Dubai: The lawyer of a British editor serving a 10-year imprisonment for killing his wife, asked a court to reduce his client’s jail sentence on Sunday.

The court is expected to issue a verdict on October 7.

In March, the Dubai Court of First Instance sentenced the journalist, Francis Matthew, 62, to 10 years in jail for hitting his wife, 63, with a hammer and causing her death.

The primary court had modified the prosecutors’ accusation of premeditated murder to beating that led to death, upon finding Mathew accountable for his wife’s demise.

“Prosecutors appealed the 10-year imprisonment and asked the appellate court to stiffen the punishment, after maintaining that my client had intentionally killed his wife. In their written argument, prosecutors did not produce any new evidence or details. The circumstantial and materialistic evidence that prosecutors had earlier produced against my client remained the same. Witnesses based their statements on the defendant’s testimony. He was the only one present when the incident happened at the couple’s villa in Umm Suqeim in July 2017,” Matthew’s lawyer Ali Abdullah Al Shamsi argued before the Dubai Appeal Court on Sunday.

The defendant, a former Gulf News staff member, did not have any premeditated intention to kill his wife, according to the lawyer, who contended that Mathew “was gripped by a sudden fit of intense outrage triggered by relentless provocation from his wife”.

“The forensic examination report mentioned that there were fingerprints on the victim’s mouth alleging that he had tried to smother her. Well, that was untrue. She undermined and belittled him all night long and relentlessly provoked him, calling him a loser and unmanly. In a previous hearing, the defence team produced in court a consultative forensic doctor who testified that the fingerprints on the victim’s mouth were that of the defendant who was trying to stop her from shouting and cursing him. He did not smother her. The consultative forensic doctor also testified that the defendant was not aware of his actions at the time of the incident as he suffered ‘temporary insanity’,” contended lawyer Al Shamsi.
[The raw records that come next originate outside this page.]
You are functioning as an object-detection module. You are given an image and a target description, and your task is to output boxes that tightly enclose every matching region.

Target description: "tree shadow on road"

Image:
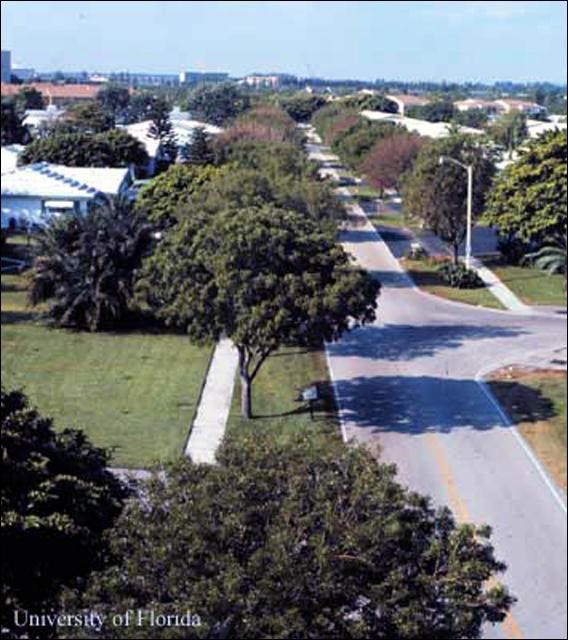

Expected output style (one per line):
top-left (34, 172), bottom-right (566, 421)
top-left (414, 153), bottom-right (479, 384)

top-left (330, 324), bottom-right (527, 362)
top-left (336, 376), bottom-right (524, 436)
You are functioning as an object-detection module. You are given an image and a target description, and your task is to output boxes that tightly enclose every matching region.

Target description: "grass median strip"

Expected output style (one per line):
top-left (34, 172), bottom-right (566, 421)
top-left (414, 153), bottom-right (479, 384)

top-left (485, 260), bottom-right (566, 306)
top-left (227, 348), bottom-right (341, 446)
top-left (2, 268), bottom-right (210, 468)
top-left (489, 368), bottom-right (567, 491)
top-left (401, 259), bottom-right (505, 309)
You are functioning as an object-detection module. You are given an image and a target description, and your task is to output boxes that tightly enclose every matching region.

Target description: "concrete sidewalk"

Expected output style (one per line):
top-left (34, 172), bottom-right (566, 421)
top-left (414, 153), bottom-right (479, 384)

top-left (185, 339), bottom-right (238, 464)
top-left (400, 224), bottom-right (531, 313)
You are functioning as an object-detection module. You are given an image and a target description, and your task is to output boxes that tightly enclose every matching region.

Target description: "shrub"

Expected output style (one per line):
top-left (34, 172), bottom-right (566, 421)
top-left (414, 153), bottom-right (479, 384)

top-left (406, 242), bottom-right (430, 261)
top-left (437, 261), bottom-right (484, 289)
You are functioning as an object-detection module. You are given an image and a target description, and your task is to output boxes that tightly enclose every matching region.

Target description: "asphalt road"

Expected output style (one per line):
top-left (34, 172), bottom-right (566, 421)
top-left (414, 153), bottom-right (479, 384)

top-left (328, 201), bottom-right (567, 639)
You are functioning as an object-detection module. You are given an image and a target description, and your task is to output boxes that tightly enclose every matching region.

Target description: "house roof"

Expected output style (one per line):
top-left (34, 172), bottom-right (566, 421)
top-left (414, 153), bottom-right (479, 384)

top-left (361, 111), bottom-right (483, 138)
top-left (2, 162), bottom-right (129, 200)
top-left (2, 144), bottom-right (24, 175)
top-left (495, 98), bottom-right (544, 109)
top-left (387, 93), bottom-right (430, 107)
top-left (1, 82), bottom-right (101, 100)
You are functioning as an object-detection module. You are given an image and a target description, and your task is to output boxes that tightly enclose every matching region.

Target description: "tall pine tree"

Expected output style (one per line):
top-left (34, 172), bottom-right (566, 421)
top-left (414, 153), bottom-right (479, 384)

top-left (148, 98), bottom-right (178, 166)
top-left (182, 127), bottom-right (214, 166)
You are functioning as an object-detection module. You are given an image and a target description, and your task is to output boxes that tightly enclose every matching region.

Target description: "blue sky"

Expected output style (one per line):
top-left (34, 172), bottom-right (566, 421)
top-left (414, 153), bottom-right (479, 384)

top-left (2, 0), bottom-right (566, 82)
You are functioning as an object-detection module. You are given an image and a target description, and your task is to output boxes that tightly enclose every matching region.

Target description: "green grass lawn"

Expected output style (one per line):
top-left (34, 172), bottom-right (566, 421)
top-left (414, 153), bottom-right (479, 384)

top-left (369, 211), bottom-right (412, 229)
top-left (227, 349), bottom-right (341, 446)
top-left (401, 259), bottom-right (505, 309)
top-left (490, 370), bottom-right (566, 490)
top-left (349, 184), bottom-right (381, 200)
top-left (1, 268), bottom-right (211, 468)
top-left (485, 261), bottom-right (566, 306)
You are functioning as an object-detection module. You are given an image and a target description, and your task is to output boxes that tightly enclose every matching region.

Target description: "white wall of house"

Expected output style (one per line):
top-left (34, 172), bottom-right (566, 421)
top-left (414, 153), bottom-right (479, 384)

top-left (2, 196), bottom-right (91, 229)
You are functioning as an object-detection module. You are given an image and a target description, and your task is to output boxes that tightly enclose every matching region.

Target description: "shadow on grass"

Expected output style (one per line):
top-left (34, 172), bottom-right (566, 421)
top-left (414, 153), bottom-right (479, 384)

top-left (253, 380), bottom-right (337, 422)
top-left (0, 311), bottom-right (38, 325)
top-left (491, 380), bottom-right (558, 422)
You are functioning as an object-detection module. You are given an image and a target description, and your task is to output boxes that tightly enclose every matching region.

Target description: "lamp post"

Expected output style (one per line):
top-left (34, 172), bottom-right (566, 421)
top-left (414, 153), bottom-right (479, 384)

top-left (438, 156), bottom-right (473, 269)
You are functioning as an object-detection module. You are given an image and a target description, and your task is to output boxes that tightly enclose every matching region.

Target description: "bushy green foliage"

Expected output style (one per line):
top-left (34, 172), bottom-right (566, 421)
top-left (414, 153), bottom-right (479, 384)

top-left (361, 127), bottom-right (426, 190)
top-left (18, 129), bottom-right (148, 171)
top-left (137, 206), bottom-right (379, 418)
top-left (61, 434), bottom-right (513, 640)
top-left (181, 127), bottom-right (215, 166)
top-left (185, 84), bottom-right (250, 126)
top-left (1, 387), bottom-right (126, 638)
top-left (487, 111), bottom-right (528, 157)
top-left (219, 104), bottom-right (304, 147)
top-left (278, 93), bottom-right (327, 122)
top-left (438, 261), bottom-right (485, 289)
top-left (342, 93), bottom-right (398, 113)
top-left (332, 117), bottom-right (404, 170)
top-left (215, 139), bottom-right (317, 179)
top-left (484, 130), bottom-right (568, 243)
top-left (402, 135), bottom-right (495, 262)
top-left (135, 164), bottom-right (228, 230)
top-left (30, 198), bottom-right (151, 331)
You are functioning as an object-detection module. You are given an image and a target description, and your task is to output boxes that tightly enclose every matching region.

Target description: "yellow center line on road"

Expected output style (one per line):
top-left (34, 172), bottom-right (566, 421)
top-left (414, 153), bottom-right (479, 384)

top-left (426, 433), bottom-right (524, 640)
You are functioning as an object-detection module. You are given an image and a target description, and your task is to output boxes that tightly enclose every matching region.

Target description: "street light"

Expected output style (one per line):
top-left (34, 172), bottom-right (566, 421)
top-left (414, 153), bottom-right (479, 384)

top-left (438, 156), bottom-right (473, 269)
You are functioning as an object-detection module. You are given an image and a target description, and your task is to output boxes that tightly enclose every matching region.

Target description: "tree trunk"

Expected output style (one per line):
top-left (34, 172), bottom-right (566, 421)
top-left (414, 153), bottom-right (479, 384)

top-left (241, 375), bottom-right (252, 420)
top-left (453, 242), bottom-right (460, 264)
top-left (239, 349), bottom-right (252, 420)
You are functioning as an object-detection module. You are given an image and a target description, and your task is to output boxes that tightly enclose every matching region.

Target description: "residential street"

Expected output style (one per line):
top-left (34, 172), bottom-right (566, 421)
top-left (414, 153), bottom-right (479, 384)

top-left (328, 202), bottom-right (566, 638)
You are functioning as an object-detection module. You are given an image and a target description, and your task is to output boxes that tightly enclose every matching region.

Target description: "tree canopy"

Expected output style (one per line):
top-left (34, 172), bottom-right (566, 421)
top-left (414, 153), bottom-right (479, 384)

top-left (30, 198), bottom-right (151, 331)
top-left (135, 164), bottom-right (224, 230)
top-left (19, 129), bottom-right (148, 169)
top-left (139, 205), bottom-right (380, 418)
top-left (278, 93), bottom-right (327, 122)
top-left (402, 135), bottom-right (495, 262)
top-left (362, 132), bottom-right (426, 190)
top-left (487, 111), bottom-right (528, 157)
top-left (185, 84), bottom-right (250, 126)
top-left (64, 434), bottom-right (513, 640)
top-left (484, 131), bottom-right (568, 243)
top-left (1, 388), bottom-right (126, 638)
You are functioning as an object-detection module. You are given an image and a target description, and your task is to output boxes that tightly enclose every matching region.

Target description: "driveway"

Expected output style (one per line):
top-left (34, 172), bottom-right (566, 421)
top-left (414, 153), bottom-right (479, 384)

top-left (328, 202), bottom-right (567, 638)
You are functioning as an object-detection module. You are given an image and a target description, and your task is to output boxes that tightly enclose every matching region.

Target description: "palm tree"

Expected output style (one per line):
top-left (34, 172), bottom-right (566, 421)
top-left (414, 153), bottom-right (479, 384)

top-left (30, 197), bottom-right (152, 331)
top-left (525, 236), bottom-right (568, 292)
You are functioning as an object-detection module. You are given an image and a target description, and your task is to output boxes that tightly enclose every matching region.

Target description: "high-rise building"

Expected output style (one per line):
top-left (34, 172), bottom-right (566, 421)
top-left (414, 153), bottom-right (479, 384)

top-left (2, 50), bottom-right (12, 82)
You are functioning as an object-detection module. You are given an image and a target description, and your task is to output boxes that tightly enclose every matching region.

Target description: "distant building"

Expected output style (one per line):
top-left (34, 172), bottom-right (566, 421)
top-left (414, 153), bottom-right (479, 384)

top-left (24, 104), bottom-right (65, 131)
top-left (454, 98), bottom-right (546, 117)
top-left (361, 110), bottom-right (484, 140)
top-left (2, 50), bottom-right (12, 82)
top-left (11, 65), bottom-right (36, 82)
top-left (108, 71), bottom-right (179, 87)
top-left (454, 98), bottom-right (496, 113)
top-left (179, 71), bottom-right (229, 85)
top-left (243, 75), bottom-right (280, 89)
top-left (121, 117), bottom-right (223, 175)
top-left (2, 162), bottom-right (132, 229)
top-left (387, 93), bottom-right (430, 116)
top-left (2, 82), bottom-right (100, 105)
top-left (495, 98), bottom-right (546, 116)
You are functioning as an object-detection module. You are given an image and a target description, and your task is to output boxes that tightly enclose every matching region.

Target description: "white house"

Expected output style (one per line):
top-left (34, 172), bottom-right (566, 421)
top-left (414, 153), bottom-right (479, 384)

top-left (2, 144), bottom-right (24, 175)
top-left (361, 111), bottom-right (484, 139)
top-left (2, 162), bottom-right (132, 229)
top-left (121, 117), bottom-right (223, 175)
top-left (24, 104), bottom-right (65, 131)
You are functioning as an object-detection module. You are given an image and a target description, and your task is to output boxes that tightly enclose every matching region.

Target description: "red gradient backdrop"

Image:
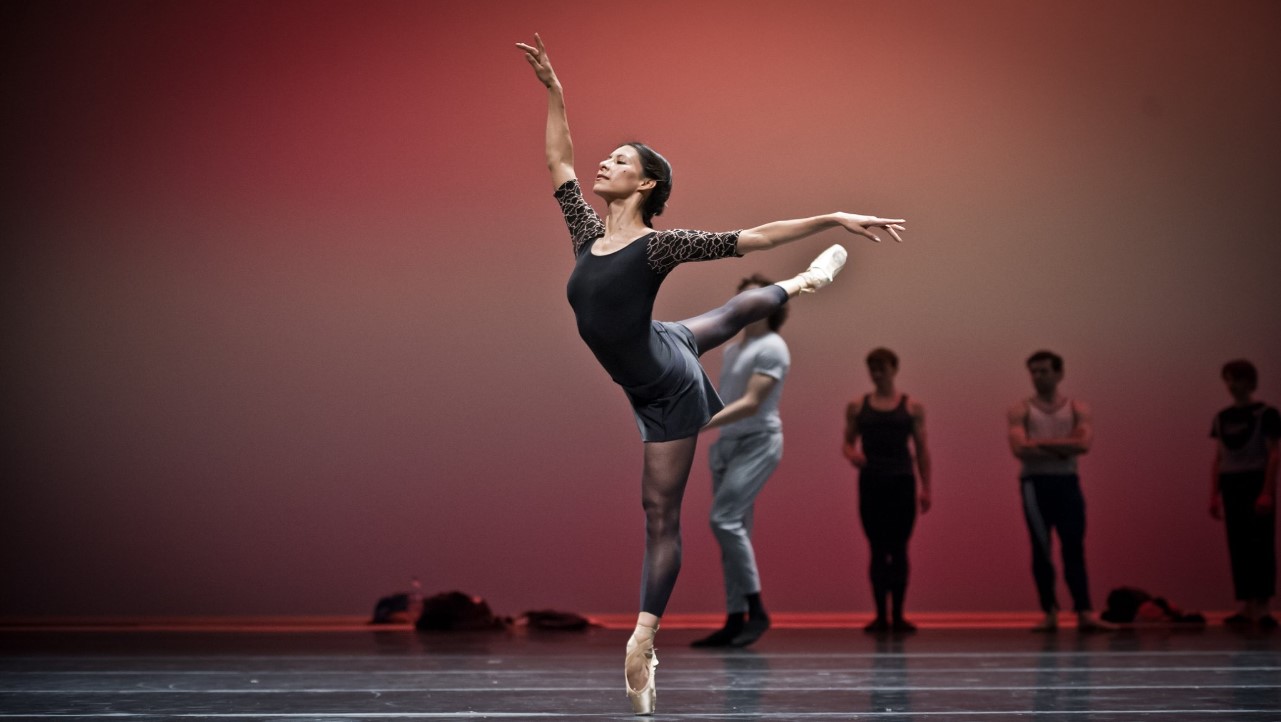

The lawyer asked presiding judge Eisa Al Sharif to reduce the punishment against his client to the minimum term, which is three months in jail, as per articles 97 and 98 of the Penal Law.

Prosecutors accused the defendant of premeditatedly murdering his wife, before the Court of First Instance altered the charge and downgraded it to fatal assault. Matthew had pleaded not guilty in the case.

According to the Penal Law, Mathew was handed the toughest punishment applicable [10 years in prison].

The primary court was convinced that the July 4 incident was a crime of “assault which led to death” and that Matthew did not have a premeditated intention of killing his wife of 32 years.

The appellate ruling will be delivered on October 7.